Ecstasy abuse is of prime interest at present as Canada is a leading manufacturer and exporter of the component substances found in ecstasy tablets. Recent tragic deaths following the ingestion of the drug ecstasy have highlighted how widespread the use of this drug and so called "legal highs" are in Canada. Ecstasy ((±)-3-4-methylenedioxy-methamphetamine, MDMA) tablets are usually not pure but also contain related piperazine derivatives (benzylpiperazine. BZP, 3-trifluoromethyl-phenylpiperazine, TFMPP, 1-(3-chlorphenyl)-piperazine, mCPP), with some tablets containing BZP alone.We are using a rodent model to investigate the neurochemical and behavioural effects of these substances to determine their effects on monoamine turnover using brain microdialysis. We are also looking at drugs that have the potential to block the effects of ecstasy with a view to their clinical use to treat acute ecstasy overdose.

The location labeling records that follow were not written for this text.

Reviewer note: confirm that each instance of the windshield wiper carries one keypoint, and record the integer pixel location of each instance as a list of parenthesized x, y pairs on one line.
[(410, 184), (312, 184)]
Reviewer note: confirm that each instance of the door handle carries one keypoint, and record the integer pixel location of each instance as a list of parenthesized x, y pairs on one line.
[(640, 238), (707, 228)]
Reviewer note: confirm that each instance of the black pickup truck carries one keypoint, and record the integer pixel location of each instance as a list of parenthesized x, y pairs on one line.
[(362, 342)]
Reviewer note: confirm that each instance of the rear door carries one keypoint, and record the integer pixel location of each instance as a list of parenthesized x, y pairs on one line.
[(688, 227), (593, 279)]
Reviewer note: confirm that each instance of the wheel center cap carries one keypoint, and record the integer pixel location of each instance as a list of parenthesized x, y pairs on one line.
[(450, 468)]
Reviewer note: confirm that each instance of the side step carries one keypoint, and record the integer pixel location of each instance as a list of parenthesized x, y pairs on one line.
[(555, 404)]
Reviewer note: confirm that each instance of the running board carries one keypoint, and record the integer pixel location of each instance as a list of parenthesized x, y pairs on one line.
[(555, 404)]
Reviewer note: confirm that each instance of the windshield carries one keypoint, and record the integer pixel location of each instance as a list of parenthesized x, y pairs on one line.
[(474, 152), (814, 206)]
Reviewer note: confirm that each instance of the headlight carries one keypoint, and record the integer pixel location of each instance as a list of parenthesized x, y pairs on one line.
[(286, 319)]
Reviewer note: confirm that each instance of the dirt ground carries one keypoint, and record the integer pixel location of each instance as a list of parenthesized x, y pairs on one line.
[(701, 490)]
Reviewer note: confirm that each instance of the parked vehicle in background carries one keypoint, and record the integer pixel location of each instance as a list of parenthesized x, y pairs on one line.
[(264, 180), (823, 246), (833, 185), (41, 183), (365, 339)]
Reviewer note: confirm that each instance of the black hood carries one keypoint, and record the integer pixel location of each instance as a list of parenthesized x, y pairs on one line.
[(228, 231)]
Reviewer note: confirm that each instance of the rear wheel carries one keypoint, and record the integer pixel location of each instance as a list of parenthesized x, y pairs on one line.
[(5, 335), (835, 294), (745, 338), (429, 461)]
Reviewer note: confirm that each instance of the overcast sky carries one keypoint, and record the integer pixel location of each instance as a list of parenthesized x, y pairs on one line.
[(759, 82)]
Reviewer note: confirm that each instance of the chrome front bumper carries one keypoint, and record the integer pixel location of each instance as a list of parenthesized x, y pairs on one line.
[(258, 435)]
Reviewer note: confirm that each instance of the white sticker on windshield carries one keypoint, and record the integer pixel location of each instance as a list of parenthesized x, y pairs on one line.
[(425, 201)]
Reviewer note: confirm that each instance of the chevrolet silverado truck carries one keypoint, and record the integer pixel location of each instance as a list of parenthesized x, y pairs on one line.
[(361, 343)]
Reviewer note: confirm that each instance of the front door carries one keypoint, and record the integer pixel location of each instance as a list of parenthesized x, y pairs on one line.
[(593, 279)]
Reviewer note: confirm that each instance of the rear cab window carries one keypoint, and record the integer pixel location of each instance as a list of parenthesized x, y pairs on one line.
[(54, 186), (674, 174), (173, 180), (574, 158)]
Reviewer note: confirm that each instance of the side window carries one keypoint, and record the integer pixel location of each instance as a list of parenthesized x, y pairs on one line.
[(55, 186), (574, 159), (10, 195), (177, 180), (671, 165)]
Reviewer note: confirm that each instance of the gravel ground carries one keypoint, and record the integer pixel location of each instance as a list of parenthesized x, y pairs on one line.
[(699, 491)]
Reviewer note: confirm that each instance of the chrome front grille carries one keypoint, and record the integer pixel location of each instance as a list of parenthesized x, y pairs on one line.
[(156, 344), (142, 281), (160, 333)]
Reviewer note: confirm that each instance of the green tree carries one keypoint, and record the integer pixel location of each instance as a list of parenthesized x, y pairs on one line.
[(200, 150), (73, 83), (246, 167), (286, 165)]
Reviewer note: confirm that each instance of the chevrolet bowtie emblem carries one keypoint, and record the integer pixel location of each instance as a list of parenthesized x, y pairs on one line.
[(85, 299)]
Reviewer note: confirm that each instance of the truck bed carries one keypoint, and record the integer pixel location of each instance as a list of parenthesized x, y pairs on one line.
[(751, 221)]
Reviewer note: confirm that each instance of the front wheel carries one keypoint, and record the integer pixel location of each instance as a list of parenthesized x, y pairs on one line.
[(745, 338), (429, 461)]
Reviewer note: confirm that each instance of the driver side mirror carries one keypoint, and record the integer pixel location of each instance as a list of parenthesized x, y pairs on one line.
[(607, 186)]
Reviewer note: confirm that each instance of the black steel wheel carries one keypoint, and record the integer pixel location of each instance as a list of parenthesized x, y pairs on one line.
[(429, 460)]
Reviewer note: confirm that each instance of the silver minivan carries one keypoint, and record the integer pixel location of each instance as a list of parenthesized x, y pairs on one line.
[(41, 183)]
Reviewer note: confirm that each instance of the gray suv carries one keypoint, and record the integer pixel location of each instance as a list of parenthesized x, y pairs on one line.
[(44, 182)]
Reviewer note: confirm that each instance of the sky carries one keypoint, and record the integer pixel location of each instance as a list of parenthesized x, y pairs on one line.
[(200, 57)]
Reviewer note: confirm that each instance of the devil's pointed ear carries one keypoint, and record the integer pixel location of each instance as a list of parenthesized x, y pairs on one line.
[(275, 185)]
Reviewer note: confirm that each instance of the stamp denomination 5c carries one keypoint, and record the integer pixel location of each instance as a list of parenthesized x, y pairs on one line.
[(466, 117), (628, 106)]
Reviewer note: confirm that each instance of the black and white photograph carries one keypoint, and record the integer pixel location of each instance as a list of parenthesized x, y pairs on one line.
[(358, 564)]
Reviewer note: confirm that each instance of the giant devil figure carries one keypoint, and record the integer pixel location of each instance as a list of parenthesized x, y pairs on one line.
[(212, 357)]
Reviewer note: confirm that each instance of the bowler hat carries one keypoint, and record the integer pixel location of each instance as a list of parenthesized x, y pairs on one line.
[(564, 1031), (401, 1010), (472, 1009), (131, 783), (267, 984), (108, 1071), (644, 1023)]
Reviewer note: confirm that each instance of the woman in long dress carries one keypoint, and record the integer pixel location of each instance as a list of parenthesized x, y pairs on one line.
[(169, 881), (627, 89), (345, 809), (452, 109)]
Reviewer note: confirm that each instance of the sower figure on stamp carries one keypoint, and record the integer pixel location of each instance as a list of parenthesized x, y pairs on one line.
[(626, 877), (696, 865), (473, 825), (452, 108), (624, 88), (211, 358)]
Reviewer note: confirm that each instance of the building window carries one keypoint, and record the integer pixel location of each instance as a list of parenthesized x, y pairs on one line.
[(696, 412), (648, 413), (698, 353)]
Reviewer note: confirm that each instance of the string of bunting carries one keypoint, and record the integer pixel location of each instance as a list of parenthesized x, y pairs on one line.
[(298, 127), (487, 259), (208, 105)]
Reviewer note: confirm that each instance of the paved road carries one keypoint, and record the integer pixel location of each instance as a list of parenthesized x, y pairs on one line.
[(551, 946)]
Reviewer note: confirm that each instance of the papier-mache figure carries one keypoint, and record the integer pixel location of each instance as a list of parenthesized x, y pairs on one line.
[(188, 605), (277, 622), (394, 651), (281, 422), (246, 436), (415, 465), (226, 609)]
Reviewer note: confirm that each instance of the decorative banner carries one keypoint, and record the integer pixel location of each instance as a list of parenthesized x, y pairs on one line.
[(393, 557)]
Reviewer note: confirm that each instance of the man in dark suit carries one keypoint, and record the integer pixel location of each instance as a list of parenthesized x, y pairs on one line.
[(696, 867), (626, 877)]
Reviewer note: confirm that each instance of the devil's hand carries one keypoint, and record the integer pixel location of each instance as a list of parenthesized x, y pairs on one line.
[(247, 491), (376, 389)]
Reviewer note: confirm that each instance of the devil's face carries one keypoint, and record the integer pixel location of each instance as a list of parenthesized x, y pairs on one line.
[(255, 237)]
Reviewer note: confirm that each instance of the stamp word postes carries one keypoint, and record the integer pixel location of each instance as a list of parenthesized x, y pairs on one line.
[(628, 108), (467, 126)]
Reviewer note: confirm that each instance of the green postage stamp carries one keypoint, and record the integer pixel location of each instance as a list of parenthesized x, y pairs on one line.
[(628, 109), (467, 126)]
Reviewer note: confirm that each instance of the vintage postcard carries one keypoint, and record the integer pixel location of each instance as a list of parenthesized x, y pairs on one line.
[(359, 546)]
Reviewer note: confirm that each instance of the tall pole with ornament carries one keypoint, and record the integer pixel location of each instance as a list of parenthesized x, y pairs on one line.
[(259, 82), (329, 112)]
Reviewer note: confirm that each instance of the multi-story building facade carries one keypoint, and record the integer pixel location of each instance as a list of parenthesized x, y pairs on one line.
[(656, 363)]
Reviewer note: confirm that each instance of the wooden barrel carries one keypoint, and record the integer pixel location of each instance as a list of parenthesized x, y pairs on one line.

Alpha-2-adrenoceptors and imidazoline receptors are of great interest to us as they also regulate the turnover of monoamines in the brain. In mammalian systems modulation of central monoamine levels can have a profound effect on mood, anxiety, cognition. Much of my work uses new and novel synthetic ligands combined with a variety of in vitro and in vivo techniques to improve our understanding of the role of these receptors in normal and diseased brain. A greater understanding of these receptors may lead to improved therapies for mood disorders including depression and drug addiction.